La fiebre llegó un jueves, rápida y aterradora, como solo la enfermedad llega cuando se trata de los más pequeños.

Leo había estado inquieto durante la cena, rechazando la comida y llevándose la mano a la oreja. A las diez, ardía. A medianoche, su cuerpecito temblaba con un calor que hacía subir el termómetro hacia números capaces de detenerle el corazón a Adrian.

Él nunca había sentido un miedo así. El miedo de las salas de juntas era un juego. Siempre había conocido las reglas. Esto era distinto. Esto era su hijo, débil, llorando apenas, con las mejillas escarlatas, y un número en una pantalla que significaba peligro.

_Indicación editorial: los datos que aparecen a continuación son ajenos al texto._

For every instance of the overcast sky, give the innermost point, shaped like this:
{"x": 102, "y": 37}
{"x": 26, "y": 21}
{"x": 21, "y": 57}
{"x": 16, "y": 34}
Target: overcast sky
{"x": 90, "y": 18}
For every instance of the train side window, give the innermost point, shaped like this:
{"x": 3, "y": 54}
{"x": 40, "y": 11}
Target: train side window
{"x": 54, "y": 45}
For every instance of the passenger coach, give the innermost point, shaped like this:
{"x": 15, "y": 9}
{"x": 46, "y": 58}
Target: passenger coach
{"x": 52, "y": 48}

Grace ya estaba en movimiento. Tenía a Leo envuelto, la bolsa del bebé preparada y los números del pediatra memorizados.

“Tenemos que irnos ahora”, dijo, tranquila de esa forma en que solo se mantiene tranquila alguien que ya ha tenido que serlo en habitaciones peores que aquella. “Paños frescos en el coche. No lo abrigue demasiado, eso atrapa el calor. Conduzca.”

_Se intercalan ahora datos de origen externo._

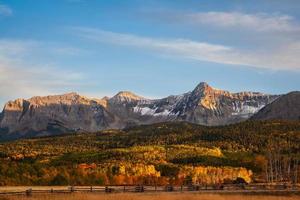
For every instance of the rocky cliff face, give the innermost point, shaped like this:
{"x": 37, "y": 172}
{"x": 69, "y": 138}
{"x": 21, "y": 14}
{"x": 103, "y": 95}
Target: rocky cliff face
{"x": 286, "y": 107}
{"x": 72, "y": 112}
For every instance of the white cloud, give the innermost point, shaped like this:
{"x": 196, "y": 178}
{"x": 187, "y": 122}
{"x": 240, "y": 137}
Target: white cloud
{"x": 21, "y": 79}
{"x": 254, "y": 22}
{"x": 285, "y": 57}
{"x": 5, "y": 10}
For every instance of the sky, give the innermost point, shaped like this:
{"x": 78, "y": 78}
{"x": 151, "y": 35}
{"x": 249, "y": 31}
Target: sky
{"x": 153, "y": 48}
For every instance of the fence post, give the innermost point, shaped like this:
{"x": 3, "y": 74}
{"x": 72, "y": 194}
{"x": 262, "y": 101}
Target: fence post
{"x": 29, "y": 192}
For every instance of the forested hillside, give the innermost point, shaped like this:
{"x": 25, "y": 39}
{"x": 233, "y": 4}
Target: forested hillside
{"x": 163, "y": 153}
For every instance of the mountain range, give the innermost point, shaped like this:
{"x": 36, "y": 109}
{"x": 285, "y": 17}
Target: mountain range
{"x": 72, "y": 112}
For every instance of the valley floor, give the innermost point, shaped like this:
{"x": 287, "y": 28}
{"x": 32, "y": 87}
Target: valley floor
{"x": 151, "y": 196}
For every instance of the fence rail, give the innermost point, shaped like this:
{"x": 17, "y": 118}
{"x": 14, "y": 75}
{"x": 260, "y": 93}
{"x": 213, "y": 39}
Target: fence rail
{"x": 235, "y": 188}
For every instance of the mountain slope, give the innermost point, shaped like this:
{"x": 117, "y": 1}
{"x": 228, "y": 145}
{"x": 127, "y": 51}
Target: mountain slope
{"x": 285, "y": 107}
{"x": 72, "y": 113}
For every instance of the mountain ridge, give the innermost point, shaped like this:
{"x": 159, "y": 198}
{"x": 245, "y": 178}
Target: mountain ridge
{"x": 72, "y": 112}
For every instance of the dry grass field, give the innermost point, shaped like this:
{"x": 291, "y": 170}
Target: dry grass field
{"x": 160, "y": 196}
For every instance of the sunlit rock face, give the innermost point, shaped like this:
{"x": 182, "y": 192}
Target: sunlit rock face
{"x": 72, "y": 112}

Adrian condujo como un hombre poseído mientras Grace iba en el asiento trasero, con Leo contra el pecho, murmurándole en un hilo bajo y constante.

“Te tengo, cariño, te tengo. Gace está aquí. Respira. Eso es.”

Le presionaba paños frescos contra la nuca y vigilaba su respiración con la atención fija e implacable de una centinela.

En el hospital, bajo el golpe blanco de las luces de emergencia, una enfermera hizo la pregunta que dejó a Adrian congelado en su lugar.

“¿Y usted es su madre?”

Grace abrió la boca. Miró a Adrian.

“Sí”, dijo Adrian antes de haberlo decidido. “Lo es. Dígale todo a ella. Ella lo conoce mejor que nadie en el mundo.”

Fue una convulsión febril. Aterradora, común y, según les aseguró el médico, casi siempre inofensiva. Mantuvieron a Leo en observación durante la noche. La fiebre cedió a las cuatro de la madrugada.

Y en las horas grises, en las sillas de plástico de la sala familiar, Adrian vio cómo Grace por fin se permitía temblar. Ahora que el peligro había pasado, ahora que Leo respiraba suave y seguro, el miedo que ella había retenido durante horas se soltó. Se llevó las manos al rostro y lloró en silencio.

Adrian se movió hasta la silla de al lado. Dudó. Luego le rodeó los hombros con un brazo, y ella, demasiado agotada para recordar que era parte del personal, demasiado asustada para recordar el muro que siempre mantenía, se apoyó en él y lloró.

“Pensé…”, sollozó ella. “Cuando su cuerpo tembló, pensé…”

“Lo sé.”

“No puedo perderlo”, susurró.

Entonces se quedó rígida al escuchar lo que acababa de decir. Perderlo. Como si fuera suyo. Se apartó, mortificada.

“Lo siento. Me pasé de la raya. Es su hijo, no…”

“Grace.”

Adrian le tomó la mano.

“Deja de disculparte por amar a mi hijo. Eres la única razón por la que está vivo, entero y riendo. Eres la única razón por la que sé quién es.”

Tragó saliva.

“Debería estar dándote las gracias de rodillas, no permitiendo que tú me pidas perdón.”

Ella se quedó inmóvil. Las luces fluorescentes zumbaban. En algún lugar del pasillo, una máquina emitía un pitido suave.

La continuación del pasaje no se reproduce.